I have contacted CC and even called but still have not gotten any good response.
A simple luup reload fixed the problem for an hour or two and then zigbee crashes again. I previously had to reboot the vera on 7.0.19 to recover. Luup reload only used not to work. Now it does.

Further discovery:

After a Luup reload, Zigbee seems to work but ends up crashing between seconds to an hour of the reload.
When it crashes the devices don’t respond to command and the UI throws out a “device not detected” before I get a notification that the device is offline between 1 and 2 hrs later.
It has become very consistent with 7.0.23 and only very occasional on 7.0.21 and almost never occured on 7.0.20 and 7.0.19.

It looks to me as if the Zigbee module/driver/task within the OS is crashing and a luup reload restarts it.
Waiting for CC’s response which so far has been unhelpful.

Well no response from CC but something strange happened and appears to have fixed the problem:

  1. Updated AltUI to the latest version. The previous version seemed to be working fine and I was using it to gauge the zigbee device connections. I noticed the zigbee feedback were slow when I had the zigbee problem even when the network worked.
    2 Disabled auto update on the idiotic and useless Sercomm IP cam plugin.

Obviously the two actions above triggered Luup reloads.

Low and behold, now the wattage of the Centralite switch updates instantly after the switch turns on and the zigbee network no longer dies after a few minutes. :-\ :cry: ??? :o

Edit: spoke too fast. It still crashed 45min later …

Out of desperation I have taken the following steps and resolved the problem:

  1. Downgraded to 7.0.20 without resetting my settings and without any recovery from backup. (Had to downgrade the WWNest plugin though as the last version requires the newer firmwares)

→ no change, still observing Zigbee drop after a few minutes up to an hour.

  1. Removed the Sercomm Plugin which was automatically installed during the firmware upgrade

→ problem resolved. I am no longer seeing any Zigbee drop after 2 hours.

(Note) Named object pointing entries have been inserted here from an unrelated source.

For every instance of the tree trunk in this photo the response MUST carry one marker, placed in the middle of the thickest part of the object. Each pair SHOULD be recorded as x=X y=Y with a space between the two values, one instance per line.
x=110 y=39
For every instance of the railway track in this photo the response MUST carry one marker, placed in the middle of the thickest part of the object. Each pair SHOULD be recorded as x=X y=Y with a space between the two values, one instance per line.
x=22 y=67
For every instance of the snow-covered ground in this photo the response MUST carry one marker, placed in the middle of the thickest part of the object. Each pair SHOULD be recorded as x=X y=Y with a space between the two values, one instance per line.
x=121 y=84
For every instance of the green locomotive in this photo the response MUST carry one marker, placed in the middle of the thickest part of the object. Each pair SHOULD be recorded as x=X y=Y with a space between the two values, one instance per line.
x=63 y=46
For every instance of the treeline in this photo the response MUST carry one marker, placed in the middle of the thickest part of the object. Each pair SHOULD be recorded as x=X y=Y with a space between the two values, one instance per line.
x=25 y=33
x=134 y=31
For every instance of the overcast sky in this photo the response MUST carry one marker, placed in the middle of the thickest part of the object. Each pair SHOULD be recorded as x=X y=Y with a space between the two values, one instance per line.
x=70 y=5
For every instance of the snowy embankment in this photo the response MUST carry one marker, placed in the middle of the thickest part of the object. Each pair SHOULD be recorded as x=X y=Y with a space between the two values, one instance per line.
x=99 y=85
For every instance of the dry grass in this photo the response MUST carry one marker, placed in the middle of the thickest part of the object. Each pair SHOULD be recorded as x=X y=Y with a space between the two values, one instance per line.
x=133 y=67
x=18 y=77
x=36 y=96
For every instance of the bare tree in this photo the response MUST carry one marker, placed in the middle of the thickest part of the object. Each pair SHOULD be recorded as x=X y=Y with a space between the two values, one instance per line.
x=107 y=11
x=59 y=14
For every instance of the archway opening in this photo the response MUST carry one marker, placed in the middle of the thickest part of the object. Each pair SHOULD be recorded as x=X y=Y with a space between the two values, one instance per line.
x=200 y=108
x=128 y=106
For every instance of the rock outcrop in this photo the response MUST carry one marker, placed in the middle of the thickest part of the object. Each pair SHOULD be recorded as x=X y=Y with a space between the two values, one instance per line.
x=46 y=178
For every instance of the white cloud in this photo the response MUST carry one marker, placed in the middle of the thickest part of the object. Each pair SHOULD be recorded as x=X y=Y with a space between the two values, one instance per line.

I am not sure whether it is a resource problem or a bug within the Sercomm plugin which should really be removed from the firmware anyway. I remember having some user data saving errors previously which was resolved by CC by removing a lot of useless files on the vera.

Quick update on this.

After more troubleshooting and contribution for CC:

7.0.23 failure frequency is once in <2hr
7.0.20 varies between once every 2hr and 12hr
I had never observed this problem before 7.0.19

When Zigbee drops, none of my device seem to indicate that they lost network connection. Only the vera reports it can’t contact any of the Zigbee devices.
A Luup reload recovers the problem 95% of the time. It could be that when it fails to recover that the event that causes the failure occurs during the luup reload. Not sure.
I even have an RF scanner to look at the entire 2.4GHz bandwidth and the channel I am using for the Vera is very clean.
This is leading me to think that the failure is not related to the Zigbee network itself as it seems to be communicating but only to the vera.
I am suspecting that the underpowered CPU on the Vera Plus runs intermittently causes the Luup engine to run into timing conflicts or runs out of sync with the Zigbee driver. Because of my 130+ zwave devices and 16 plugins, 30+ virtual devices and 100+ scenes, the newer firmwares with their additional features might be throwing the CPU over the edge and increase the frequency of failures of the Luup engine.
The out of sync phenomenon is actually quite frequent as I see occasional luup reload errors where “error in scene or startup lua” appear after a reload and manually reloading gets rid of error.
No indication of either DRAM or Flash storage running out.

I am told by CC that they are looking into it but are not able to reproduce the problem. I suppose they do not have the a real life system with 100+ devices. It might be time for me to move to a multi-controller system.